Na ação, a entidade solicita que a deputada exclua a postagem e publique uma retratação no prazo de 24 horas. O texto sugerido determina que a parlamentar reconheça que suas declarações atingiram a honra e a dignidade de um grupo de mulheres. A ONG também pede a aplicação de multa de R$ 500 mil, valor que, se confirmado, deverá ser destinado ao Fundo de Defesa de Direitos Difusos, ligado ao Ministério da Justiça.

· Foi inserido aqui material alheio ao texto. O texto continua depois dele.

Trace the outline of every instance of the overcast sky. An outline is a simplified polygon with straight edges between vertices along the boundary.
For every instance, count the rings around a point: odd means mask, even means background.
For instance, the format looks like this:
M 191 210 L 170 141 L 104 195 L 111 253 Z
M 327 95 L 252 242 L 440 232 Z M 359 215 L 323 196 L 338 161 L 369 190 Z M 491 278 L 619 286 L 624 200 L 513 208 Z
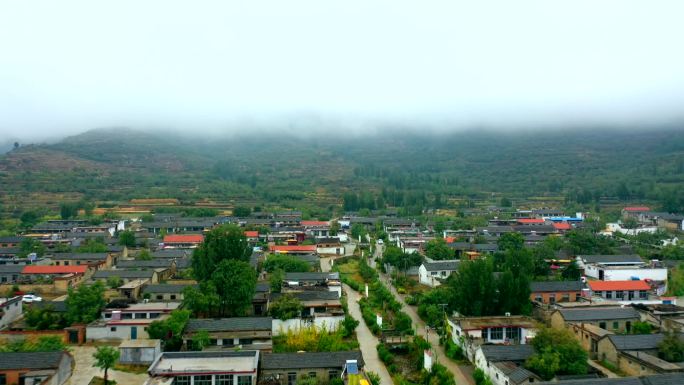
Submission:
M 671 122 L 682 15 L 681 0 L 3 1 L 0 133 Z

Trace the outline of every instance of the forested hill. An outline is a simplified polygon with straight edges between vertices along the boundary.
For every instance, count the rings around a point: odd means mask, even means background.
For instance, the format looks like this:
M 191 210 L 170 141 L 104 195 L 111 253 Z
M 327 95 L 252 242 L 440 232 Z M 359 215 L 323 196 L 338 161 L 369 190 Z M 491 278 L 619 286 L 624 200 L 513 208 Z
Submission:
M 93 130 L 0 158 L 2 208 L 174 197 L 340 207 L 448 206 L 505 195 L 684 206 L 684 130 L 402 134 L 301 139 Z M 679 192 L 679 193 L 678 193 Z M 372 201 L 372 203 L 371 203 Z

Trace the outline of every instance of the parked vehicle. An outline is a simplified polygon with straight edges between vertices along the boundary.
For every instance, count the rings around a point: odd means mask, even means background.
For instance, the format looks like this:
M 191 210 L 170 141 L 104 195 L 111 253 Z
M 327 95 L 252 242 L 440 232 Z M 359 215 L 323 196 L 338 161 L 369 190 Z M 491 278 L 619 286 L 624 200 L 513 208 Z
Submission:
M 23 297 L 21 297 L 21 300 L 25 303 L 31 303 L 31 302 L 42 302 L 43 298 L 34 295 L 34 294 L 26 294 Z

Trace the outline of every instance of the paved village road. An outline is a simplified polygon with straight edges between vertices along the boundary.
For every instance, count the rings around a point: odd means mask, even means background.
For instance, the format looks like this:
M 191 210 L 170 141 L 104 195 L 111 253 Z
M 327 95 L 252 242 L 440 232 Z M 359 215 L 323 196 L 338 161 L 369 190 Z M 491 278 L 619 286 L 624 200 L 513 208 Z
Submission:
M 359 326 L 356 328 L 356 338 L 359 340 L 359 345 L 361 345 L 361 353 L 363 355 L 363 361 L 366 364 L 366 371 L 375 372 L 380 375 L 380 383 L 382 385 L 391 385 L 392 377 L 390 376 L 385 364 L 380 361 L 378 357 L 378 351 L 376 346 L 379 341 L 376 336 L 371 333 L 368 329 L 368 325 L 363 322 L 363 317 L 361 316 L 361 308 L 359 307 L 358 300 L 361 299 L 361 294 L 352 290 L 351 287 L 344 285 L 344 291 L 347 293 L 349 314 L 359 321 Z
M 324 272 L 330 271 L 330 262 L 333 258 L 325 257 L 321 258 L 321 270 Z M 343 285 L 344 292 L 347 293 L 347 304 L 349 305 L 349 314 L 359 321 L 359 326 L 356 328 L 356 339 L 359 341 L 361 348 L 361 354 L 363 355 L 363 361 L 366 364 L 366 371 L 375 372 L 380 376 L 380 382 L 382 385 L 391 385 L 392 377 L 390 376 L 385 364 L 380 361 L 378 357 L 378 351 L 376 346 L 379 341 L 376 336 L 371 333 L 368 329 L 368 325 L 363 321 L 361 316 L 361 308 L 359 307 L 359 299 L 361 299 L 361 294 L 352 290 L 351 287 Z
M 382 256 L 382 246 L 378 245 L 377 249 L 375 250 L 375 258 L 378 258 L 379 256 Z M 375 259 L 374 258 L 374 259 Z M 372 265 L 375 265 L 375 261 L 371 261 Z M 418 313 L 416 312 L 416 308 L 411 307 L 406 304 L 404 301 L 404 297 L 397 293 L 396 289 L 394 286 L 391 284 L 390 277 L 386 274 L 380 273 L 380 279 L 385 283 L 385 286 L 387 286 L 390 289 L 390 292 L 394 295 L 394 297 L 399 301 L 399 303 L 402 306 L 402 310 L 409 316 L 411 317 L 411 320 L 413 321 L 414 328 L 416 329 L 416 333 L 420 336 L 425 337 L 430 344 L 432 344 L 432 354 L 435 359 L 435 362 L 440 363 L 441 365 L 444 365 L 447 369 L 451 371 L 451 373 L 454 374 L 454 378 L 456 380 L 456 384 L 458 385 L 463 385 L 463 384 L 470 384 L 470 385 L 475 385 L 475 380 L 473 380 L 472 372 L 473 372 L 473 367 L 472 365 L 458 365 L 454 361 L 452 361 L 449 357 L 447 357 L 444 353 L 444 346 L 441 346 L 439 344 L 439 335 L 435 330 L 430 330 L 428 332 L 428 329 L 426 328 L 425 322 L 420 319 L 418 316 Z M 426 337 L 427 336 L 427 337 Z
M 95 347 L 72 346 L 71 355 L 74 356 L 74 370 L 65 385 L 87 385 L 95 377 L 104 377 L 104 371 L 94 368 Z M 147 381 L 147 374 L 134 374 L 109 369 L 107 372 L 110 380 L 115 380 L 117 385 L 142 385 Z

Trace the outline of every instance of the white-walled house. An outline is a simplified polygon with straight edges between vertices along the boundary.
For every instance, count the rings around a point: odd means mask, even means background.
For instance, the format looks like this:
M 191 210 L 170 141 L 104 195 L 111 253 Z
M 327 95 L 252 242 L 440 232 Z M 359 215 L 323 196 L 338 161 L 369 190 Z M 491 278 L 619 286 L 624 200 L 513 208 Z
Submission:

As declarações foram feitas na rede social X após Erika Hilton assumir a presidência da Comissão da Mulher da Câmara dos Deputados, tornando-se a primeira mulher trans a ocupar o cargo. Na publicação, a deputada também destacou o simbolismo de sua eleição e mencionou experiências pessoais relacionadas a preconceito e discriminação.
Segundo dados da própria plataforma, a postagem alcançou cerca de 482 mil visualizações, com milhares de curtidas e comentários, o que ampliou a repercussão do caso.
Na representação, assinada pela advogada Aída Laurete de Souza, a ONG argumenta que as declarações tiveram o objetivo de intimidar e silenciar mulheres com posicionamentos divergentes. O texto sustenta que ataques verbais direcionados a grupos não contribuem para o debate democrático e podem gerar um ambiente hostil à pluralidade de ideias.
A ação também ressalta que a liberdade de expressão não deve ser utilizada como justificativa para ofensas ou tentativas de desqualificação de interlocutores. Até o momento, a deputada não havia se manifestado publicamente sobre o processo.